Finding seven indicates the petitioner presented an inaccurate financial statement in an attempt to mislead the board. Dr. Margoles testified he was completely divorced from his financial affairs, having turned everything over to his attorneys and an accounting firm to manage. His general testimony respecting the values of various assets is different from the statements prepared by his accountants and lends a reasonable inference that he intentionally misled the board as to his financial affairs and his financial position.

Finding eight dealt with a charge of intentionally misleading a newspaperman and the board regarding the number of malpractice suits filed against the petitioner. The evidence relied on for this conclusion is an excerpt *514 from the Congressional Record reprinting a news story from an Iowa newspaper of June 5, 1966, and his testimony at the 1969 hearing. The evidence sustains the fact that Dr. Margoles intended to give the impression that he was involved in only one malpractice claim but, upon confrontation during his cross-examination, he admitted three.

Finding nine relates to petitioner's inability to accept his own guilt and his placing of blame on the sentencing judge and governmental agencies. There was competent testimony in the record in the deposition of Dr. Joseph Riley of Michigan to support the finding of the board on this issue.
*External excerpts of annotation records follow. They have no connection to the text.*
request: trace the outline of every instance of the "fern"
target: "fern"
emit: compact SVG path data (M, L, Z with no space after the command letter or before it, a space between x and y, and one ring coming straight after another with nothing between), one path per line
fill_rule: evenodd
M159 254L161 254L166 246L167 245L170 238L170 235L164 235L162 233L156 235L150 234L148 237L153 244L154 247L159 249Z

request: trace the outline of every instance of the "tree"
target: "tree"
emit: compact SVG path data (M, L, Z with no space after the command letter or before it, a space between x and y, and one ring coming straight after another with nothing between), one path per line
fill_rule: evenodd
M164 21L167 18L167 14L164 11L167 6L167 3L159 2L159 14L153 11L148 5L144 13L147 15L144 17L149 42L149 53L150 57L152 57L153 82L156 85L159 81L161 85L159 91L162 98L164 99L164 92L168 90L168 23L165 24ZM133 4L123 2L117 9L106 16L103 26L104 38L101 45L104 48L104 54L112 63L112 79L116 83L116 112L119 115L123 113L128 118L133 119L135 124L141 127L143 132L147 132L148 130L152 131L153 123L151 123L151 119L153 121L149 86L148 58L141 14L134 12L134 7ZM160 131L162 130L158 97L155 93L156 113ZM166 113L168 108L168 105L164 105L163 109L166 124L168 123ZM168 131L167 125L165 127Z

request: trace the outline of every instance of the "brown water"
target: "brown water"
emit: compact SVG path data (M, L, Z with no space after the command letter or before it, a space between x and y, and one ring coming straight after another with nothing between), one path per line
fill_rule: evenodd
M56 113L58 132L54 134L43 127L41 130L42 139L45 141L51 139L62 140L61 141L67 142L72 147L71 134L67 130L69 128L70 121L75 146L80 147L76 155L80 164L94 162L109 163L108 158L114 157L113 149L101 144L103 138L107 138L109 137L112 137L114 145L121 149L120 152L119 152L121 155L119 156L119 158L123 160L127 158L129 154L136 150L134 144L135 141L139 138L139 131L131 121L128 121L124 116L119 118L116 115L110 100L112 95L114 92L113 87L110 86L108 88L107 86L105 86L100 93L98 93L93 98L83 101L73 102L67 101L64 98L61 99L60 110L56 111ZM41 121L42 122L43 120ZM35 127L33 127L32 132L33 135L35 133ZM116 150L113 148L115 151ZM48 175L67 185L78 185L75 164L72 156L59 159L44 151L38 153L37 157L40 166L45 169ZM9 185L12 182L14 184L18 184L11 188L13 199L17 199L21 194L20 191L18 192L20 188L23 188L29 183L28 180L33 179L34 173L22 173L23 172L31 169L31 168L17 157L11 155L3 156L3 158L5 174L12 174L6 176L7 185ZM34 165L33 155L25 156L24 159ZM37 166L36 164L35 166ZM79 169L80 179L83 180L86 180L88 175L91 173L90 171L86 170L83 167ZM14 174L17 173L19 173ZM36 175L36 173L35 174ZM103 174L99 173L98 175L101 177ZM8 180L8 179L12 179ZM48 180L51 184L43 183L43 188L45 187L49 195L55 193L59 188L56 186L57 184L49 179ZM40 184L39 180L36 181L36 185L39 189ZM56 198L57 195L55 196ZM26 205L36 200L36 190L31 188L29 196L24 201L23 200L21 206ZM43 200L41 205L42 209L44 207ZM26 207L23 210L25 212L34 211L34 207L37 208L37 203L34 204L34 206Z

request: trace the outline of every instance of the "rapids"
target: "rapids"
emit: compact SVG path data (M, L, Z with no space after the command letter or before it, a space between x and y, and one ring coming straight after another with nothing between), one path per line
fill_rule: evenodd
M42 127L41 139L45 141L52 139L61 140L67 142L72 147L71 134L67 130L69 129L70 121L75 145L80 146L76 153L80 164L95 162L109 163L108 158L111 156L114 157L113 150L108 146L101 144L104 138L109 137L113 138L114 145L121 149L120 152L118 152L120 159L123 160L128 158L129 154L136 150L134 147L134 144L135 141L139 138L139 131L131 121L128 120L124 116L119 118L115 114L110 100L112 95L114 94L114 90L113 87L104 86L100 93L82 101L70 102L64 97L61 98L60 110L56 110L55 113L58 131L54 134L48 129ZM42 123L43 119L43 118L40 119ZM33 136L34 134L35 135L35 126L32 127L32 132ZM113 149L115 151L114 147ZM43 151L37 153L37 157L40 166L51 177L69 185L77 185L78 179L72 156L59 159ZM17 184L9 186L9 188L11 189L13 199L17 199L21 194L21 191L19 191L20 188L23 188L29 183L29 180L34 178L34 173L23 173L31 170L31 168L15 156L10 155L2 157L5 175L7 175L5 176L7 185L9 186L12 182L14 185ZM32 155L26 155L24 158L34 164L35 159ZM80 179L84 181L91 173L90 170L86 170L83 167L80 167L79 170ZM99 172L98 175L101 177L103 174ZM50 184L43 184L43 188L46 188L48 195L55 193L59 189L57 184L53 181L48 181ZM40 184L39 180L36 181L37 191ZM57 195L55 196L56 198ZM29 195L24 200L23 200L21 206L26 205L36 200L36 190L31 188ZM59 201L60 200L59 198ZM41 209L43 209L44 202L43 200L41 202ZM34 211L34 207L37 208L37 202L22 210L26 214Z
Finding 10, that petitioner is licensed to practice in various states, is undisputed.

Finding 11 recites the 1965 testimony of an examining psychiatrist detailing his opinion of petitioner's inability to practice medicine without supervision. In 1965, Dr. Margoles' witness, Dr. Jefferson, so testified. Dr. Margoles left the board with this impression and offered no testimony that this condition had changed or improved.

A complete review of the extensive record convinces us that the findings of fact are based upon substantial evidence and that the findings support the conclusions of law and decision reached by the board.

By the Court.Judgment affirmed.

NOTES

[1] See Hornsby v. Allen (5th Cir. 1964), 326 Fed. 2d 605, 608.

[2] Housman v. Board of Medical Examiners (1948), 84 Cal. App. 2d 308, 190 Pac. 2d 653; State v. Louisiana Board of Medical Examiners (1959), 238 La. 502, 115 So. 2d 833.